The islands accept negative results from at-home tests that are accompanied by a verifiable lab analysis or report from a Clinical Laboratory Improvement Amendments-certified facility.
“One example is the BinaxNOW at-home COVID-19 test administered in collaboration with eMed,” Alani Henneman-Todman, assistant commissioner of marketing for the US Virgin Islands Department of Tourism, said in an emailed statement. “A photograph of results from a self-administered, unverifiable test is not acceptable, unless previously approved by the USVI Department of Health.”
What can travelers do with their free coronavirus tests?
Even if your free test doesn’t qualify for entry requirements, that doesn’t mean it’s useless for travel.
Katelyn Jetelina, an epidemiologist at Texas’ UTHealth School of Public Health, said antigen tests are a “fantastic tool” to take to reduce the risk of spread, even when testing is not required.
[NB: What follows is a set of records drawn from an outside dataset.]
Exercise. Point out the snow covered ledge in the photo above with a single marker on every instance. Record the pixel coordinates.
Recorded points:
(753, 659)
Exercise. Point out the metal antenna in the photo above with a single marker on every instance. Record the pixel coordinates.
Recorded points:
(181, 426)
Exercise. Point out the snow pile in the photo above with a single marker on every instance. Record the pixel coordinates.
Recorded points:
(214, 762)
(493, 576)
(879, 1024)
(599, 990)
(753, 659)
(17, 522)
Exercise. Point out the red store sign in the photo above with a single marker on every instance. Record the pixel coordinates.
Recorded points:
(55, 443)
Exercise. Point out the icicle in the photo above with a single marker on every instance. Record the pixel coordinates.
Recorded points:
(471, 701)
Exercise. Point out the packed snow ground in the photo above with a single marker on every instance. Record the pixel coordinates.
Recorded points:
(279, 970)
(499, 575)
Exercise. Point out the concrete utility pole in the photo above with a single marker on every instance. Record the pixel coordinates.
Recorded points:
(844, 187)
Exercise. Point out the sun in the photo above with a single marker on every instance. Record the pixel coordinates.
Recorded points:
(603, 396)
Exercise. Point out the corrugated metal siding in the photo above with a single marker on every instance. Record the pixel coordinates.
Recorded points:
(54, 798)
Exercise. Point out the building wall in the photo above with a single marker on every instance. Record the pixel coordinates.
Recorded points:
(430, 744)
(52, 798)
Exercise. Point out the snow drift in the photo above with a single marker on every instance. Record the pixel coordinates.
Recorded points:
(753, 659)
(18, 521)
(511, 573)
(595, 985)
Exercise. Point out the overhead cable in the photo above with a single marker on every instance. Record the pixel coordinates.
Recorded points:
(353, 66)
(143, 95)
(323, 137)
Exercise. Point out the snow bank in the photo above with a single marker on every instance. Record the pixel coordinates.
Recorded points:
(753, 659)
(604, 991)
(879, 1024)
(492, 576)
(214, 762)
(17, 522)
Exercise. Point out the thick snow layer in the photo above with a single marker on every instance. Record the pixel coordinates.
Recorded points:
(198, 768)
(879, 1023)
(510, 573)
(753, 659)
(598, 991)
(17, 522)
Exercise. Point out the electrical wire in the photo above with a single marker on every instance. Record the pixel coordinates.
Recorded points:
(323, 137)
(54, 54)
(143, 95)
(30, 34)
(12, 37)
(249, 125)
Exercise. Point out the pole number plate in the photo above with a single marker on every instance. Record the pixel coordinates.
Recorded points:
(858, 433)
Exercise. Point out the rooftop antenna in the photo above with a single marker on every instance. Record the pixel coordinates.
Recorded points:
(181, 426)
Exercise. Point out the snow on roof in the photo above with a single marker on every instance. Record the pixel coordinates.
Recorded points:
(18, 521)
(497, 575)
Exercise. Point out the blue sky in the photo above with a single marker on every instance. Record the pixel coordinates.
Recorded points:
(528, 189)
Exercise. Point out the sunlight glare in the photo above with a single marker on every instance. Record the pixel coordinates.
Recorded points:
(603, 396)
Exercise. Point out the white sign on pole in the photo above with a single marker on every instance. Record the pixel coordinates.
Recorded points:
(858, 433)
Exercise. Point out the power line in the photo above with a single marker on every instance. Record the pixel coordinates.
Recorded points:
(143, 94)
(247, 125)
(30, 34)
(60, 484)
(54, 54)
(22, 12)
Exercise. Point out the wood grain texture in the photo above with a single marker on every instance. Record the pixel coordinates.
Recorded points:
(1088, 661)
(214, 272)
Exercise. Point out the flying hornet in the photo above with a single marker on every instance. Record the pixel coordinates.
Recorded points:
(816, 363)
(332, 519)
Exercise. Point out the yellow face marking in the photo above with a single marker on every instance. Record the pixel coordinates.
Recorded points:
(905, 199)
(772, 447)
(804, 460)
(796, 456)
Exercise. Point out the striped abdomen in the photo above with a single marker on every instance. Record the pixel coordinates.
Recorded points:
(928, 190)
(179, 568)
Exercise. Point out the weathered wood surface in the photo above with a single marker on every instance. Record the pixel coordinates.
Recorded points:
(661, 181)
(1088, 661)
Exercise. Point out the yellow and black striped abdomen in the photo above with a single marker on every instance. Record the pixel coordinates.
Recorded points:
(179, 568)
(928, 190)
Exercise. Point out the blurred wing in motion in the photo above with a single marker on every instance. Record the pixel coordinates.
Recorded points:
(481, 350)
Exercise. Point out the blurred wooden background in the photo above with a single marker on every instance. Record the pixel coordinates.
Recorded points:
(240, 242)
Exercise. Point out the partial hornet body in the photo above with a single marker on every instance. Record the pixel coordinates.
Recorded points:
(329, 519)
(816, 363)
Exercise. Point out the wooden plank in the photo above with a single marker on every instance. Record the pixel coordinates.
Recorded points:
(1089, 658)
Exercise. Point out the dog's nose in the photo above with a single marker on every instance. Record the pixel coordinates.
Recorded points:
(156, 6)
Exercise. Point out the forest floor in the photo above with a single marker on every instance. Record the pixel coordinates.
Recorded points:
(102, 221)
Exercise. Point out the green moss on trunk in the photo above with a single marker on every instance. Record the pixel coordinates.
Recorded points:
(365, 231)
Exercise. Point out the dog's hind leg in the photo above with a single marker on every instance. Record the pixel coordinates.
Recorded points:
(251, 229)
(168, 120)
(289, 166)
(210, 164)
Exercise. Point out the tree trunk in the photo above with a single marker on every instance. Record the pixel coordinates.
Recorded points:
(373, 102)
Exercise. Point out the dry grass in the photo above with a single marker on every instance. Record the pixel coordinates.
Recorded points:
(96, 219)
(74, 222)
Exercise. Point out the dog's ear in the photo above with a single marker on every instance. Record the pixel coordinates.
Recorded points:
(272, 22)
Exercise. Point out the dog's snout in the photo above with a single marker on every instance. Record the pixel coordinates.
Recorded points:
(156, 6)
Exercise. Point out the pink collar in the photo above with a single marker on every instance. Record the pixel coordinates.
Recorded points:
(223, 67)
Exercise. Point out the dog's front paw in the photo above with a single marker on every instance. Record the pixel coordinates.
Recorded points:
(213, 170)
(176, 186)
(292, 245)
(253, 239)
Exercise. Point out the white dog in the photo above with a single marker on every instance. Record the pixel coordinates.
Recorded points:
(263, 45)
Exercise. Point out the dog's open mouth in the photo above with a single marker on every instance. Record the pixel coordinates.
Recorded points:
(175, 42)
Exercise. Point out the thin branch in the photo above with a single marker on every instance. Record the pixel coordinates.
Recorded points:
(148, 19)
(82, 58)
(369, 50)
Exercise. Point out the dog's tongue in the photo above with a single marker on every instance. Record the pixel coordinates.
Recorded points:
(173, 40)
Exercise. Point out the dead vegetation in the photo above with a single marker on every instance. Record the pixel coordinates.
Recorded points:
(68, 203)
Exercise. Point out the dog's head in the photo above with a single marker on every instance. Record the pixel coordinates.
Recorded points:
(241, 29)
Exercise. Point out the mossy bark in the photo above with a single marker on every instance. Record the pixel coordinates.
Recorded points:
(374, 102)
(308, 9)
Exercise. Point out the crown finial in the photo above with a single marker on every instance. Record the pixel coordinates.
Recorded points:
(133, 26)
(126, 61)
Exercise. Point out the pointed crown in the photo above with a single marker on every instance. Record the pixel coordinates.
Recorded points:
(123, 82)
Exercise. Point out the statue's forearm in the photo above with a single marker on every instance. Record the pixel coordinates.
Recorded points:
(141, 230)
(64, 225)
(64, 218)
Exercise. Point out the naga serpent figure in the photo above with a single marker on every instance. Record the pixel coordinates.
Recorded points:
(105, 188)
“I think that we can use antigen tests smartly and use them wisely. Not just for breaking transmission chains locally but also if you’re wanting to travel,” she said, adding that she’s used at-home tests before domestic travel.
Weber added the caveat that travelers can’t count on coronavirus tests as a prevention strategy. He stressed the importance of vaccinations and masking.
“The testing does have utility,” he said, but “testing doesn’t prevent infection. … Look at all the cruise ships, the football teams, the basketball teams that are getting tested every day” and still contracting the virus.